Aliovalent-doped metal oxide nanocrystals exhibiting localized surface plasmons (LSPRs) are applied in systems that require reflection/scattering/absorption in infrared and optical transparency in visible. Indium tin oxide (ITO) is currently leading the field, but indium resources are known to be very restricted. Antimony-doped tin oxide (ATO) is a cheap candidate to substitute the ITO, but it exhibits less advantageous electronic properties and limited control of the LSPRs.

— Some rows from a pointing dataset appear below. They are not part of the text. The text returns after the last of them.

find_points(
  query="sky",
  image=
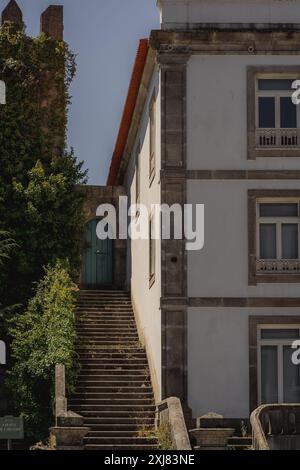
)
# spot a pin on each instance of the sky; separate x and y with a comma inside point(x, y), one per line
point(104, 34)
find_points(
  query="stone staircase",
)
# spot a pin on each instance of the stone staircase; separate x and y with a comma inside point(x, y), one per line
point(113, 392)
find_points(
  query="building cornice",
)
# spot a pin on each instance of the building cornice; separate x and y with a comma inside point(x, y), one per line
point(226, 42)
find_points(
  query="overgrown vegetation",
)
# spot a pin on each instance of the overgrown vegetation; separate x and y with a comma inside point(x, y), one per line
point(42, 337)
point(162, 434)
point(41, 209)
point(7, 244)
point(39, 203)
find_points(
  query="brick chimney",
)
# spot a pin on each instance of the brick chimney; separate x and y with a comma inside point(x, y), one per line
point(52, 22)
point(13, 13)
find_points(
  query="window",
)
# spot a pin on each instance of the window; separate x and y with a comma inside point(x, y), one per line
point(152, 159)
point(152, 250)
point(278, 230)
point(273, 236)
point(277, 117)
point(138, 175)
point(275, 106)
point(278, 377)
point(273, 119)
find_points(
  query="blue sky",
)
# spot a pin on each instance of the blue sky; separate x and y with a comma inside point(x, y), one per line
point(104, 34)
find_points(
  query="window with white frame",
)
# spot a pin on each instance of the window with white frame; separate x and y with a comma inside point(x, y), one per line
point(152, 249)
point(138, 174)
point(277, 117)
point(278, 229)
point(152, 159)
point(278, 376)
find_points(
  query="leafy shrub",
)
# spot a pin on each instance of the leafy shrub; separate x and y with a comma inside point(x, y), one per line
point(42, 337)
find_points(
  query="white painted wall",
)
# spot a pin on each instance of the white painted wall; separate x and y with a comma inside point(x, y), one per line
point(181, 14)
point(217, 112)
point(218, 359)
point(218, 362)
point(147, 301)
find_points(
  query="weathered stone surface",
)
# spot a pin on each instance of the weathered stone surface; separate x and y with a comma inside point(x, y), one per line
point(71, 437)
point(13, 13)
point(52, 22)
point(70, 420)
point(212, 438)
point(170, 411)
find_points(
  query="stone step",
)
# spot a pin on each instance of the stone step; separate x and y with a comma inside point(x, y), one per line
point(120, 342)
point(113, 366)
point(114, 377)
point(113, 389)
point(112, 356)
point(123, 434)
point(114, 306)
point(100, 328)
point(93, 349)
point(120, 422)
point(107, 405)
point(139, 394)
point(104, 413)
point(116, 401)
point(106, 320)
point(113, 372)
point(113, 383)
point(114, 360)
point(108, 334)
point(125, 430)
point(119, 440)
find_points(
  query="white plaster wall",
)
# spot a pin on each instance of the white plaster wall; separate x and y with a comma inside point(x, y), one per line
point(146, 300)
point(217, 112)
point(220, 269)
point(182, 13)
point(218, 359)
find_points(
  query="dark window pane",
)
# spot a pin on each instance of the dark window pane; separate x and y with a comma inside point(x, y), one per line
point(266, 112)
point(288, 113)
point(280, 334)
point(290, 241)
point(291, 377)
point(278, 210)
point(275, 84)
point(269, 374)
point(267, 233)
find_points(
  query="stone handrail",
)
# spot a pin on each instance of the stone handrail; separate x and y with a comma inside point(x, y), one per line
point(170, 411)
point(274, 420)
point(69, 430)
point(61, 404)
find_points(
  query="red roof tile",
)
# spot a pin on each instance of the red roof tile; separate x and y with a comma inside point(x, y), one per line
point(128, 111)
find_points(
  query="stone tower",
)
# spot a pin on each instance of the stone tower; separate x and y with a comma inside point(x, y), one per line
point(52, 19)
point(13, 13)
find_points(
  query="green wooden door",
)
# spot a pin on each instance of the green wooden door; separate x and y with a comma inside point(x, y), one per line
point(97, 262)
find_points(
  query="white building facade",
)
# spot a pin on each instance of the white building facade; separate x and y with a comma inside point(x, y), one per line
point(214, 123)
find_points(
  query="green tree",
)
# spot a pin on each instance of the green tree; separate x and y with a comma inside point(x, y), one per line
point(39, 203)
point(42, 337)
point(7, 244)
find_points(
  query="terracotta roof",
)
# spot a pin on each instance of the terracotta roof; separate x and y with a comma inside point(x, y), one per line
point(128, 111)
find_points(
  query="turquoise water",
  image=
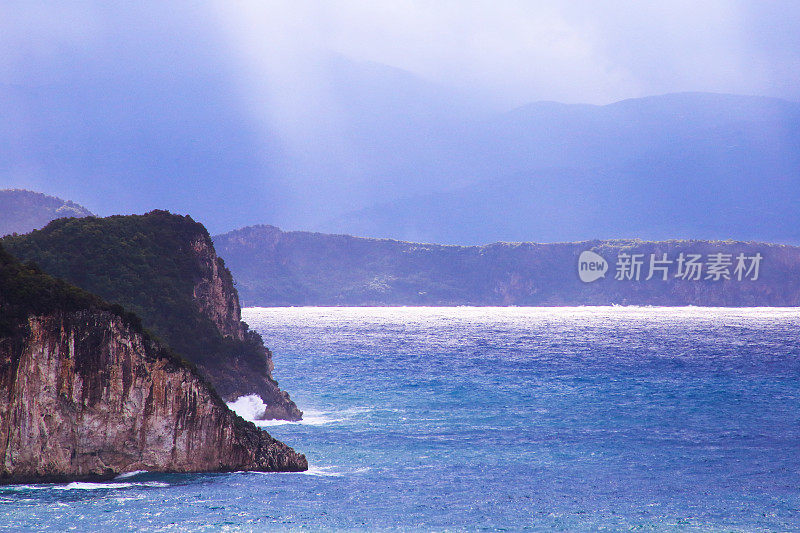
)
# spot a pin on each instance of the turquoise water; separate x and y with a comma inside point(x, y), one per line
point(497, 419)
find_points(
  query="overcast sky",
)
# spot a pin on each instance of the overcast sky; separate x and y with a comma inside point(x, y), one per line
point(512, 51)
point(518, 51)
point(97, 95)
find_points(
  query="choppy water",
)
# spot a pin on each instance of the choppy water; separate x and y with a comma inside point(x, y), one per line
point(487, 418)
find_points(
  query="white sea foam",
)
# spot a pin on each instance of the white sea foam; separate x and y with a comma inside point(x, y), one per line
point(85, 485)
point(251, 408)
point(126, 475)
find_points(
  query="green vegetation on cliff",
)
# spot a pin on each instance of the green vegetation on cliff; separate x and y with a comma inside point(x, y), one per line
point(22, 211)
point(157, 265)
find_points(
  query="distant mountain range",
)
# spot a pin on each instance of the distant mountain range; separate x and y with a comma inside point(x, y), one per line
point(376, 151)
point(689, 165)
point(276, 268)
point(22, 211)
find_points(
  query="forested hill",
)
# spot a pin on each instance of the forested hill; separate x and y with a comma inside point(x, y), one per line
point(163, 268)
point(22, 211)
point(276, 268)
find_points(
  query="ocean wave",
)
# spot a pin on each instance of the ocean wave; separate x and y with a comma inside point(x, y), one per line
point(251, 408)
point(316, 471)
point(86, 485)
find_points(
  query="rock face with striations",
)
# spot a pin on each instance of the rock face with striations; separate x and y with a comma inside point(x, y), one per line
point(163, 267)
point(85, 393)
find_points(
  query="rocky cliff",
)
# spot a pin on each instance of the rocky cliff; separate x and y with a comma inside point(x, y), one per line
point(275, 268)
point(164, 268)
point(86, 393)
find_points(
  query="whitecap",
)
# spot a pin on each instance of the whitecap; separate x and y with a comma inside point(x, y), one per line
point(83, 485)
point(252, 408)
point(126, 475)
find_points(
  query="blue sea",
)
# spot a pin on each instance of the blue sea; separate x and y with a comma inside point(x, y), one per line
point(509, 419)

To date, LSPR tuning in ATO NCs has been achieved electrochemically and by aliovalent doping, with a significant decrease in doping efficiency with an increasing doping level. Here, we synthesize plasmonic ATO nanocrystals (NCs) via a solvothermal route and demonstrate ligand exchange to tune the LSPR energies. Attachment of ligands acting as Lewis acids and bases results in LSPR peak shifts with a doping efficiency overcoming those by aliovalent doping. Thus, this strategy is of potential interest for plasmon implementations, which are of potential interest for infrared upconversion, smart glazing, heat absorbers, or thermal barriers.